Viewing figures by show
| Show | Air date | Viewers (millions) | Share (%) |
|---|---|---|---|
| Semi-final 1 | 26 January 2022 | 1.534 | 11.8% |
| Semi-final 2 | 27 January 2022 | 1.728 | 14.2% |
| Final | 29 January 2022 | 2.966 | 21.0% |

== Controversy ==
Following Benidorm Fest, allegations of favouritism, also known as "tongo", arose regarding Chanel's victory. One of the members of the national jury, Miryam Benedited, had previously worked with Chanel as a choreographer, leading to allegations of cronyism, as Chanel received the maximum number of points from the jury.

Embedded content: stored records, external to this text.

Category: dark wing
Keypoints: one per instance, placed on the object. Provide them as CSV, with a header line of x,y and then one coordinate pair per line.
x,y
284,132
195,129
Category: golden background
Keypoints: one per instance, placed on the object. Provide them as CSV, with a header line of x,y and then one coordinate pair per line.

Furthermore, Spanish viewers expressed frustration with the voting format, when it was revealed that Tanxugueiras, who finished in third place, had won the public vote with 70.75%, while winner Chanel only received 3.97%. Public votes were only worth 25% of the total score, while the professional jury votes were worth 50%. RTVE released a statement acknowledging the viewers' dissatisfaction with the selection, and promised to open a dialogue to improve future editions of Benidorm Fest, but maintained that they would support Chanel as the Spanish representative. Both Rigoberta Bandini and Tanxugueiras, who came in second and third place, expressed their support to Chanel, and called for fans to accept the results.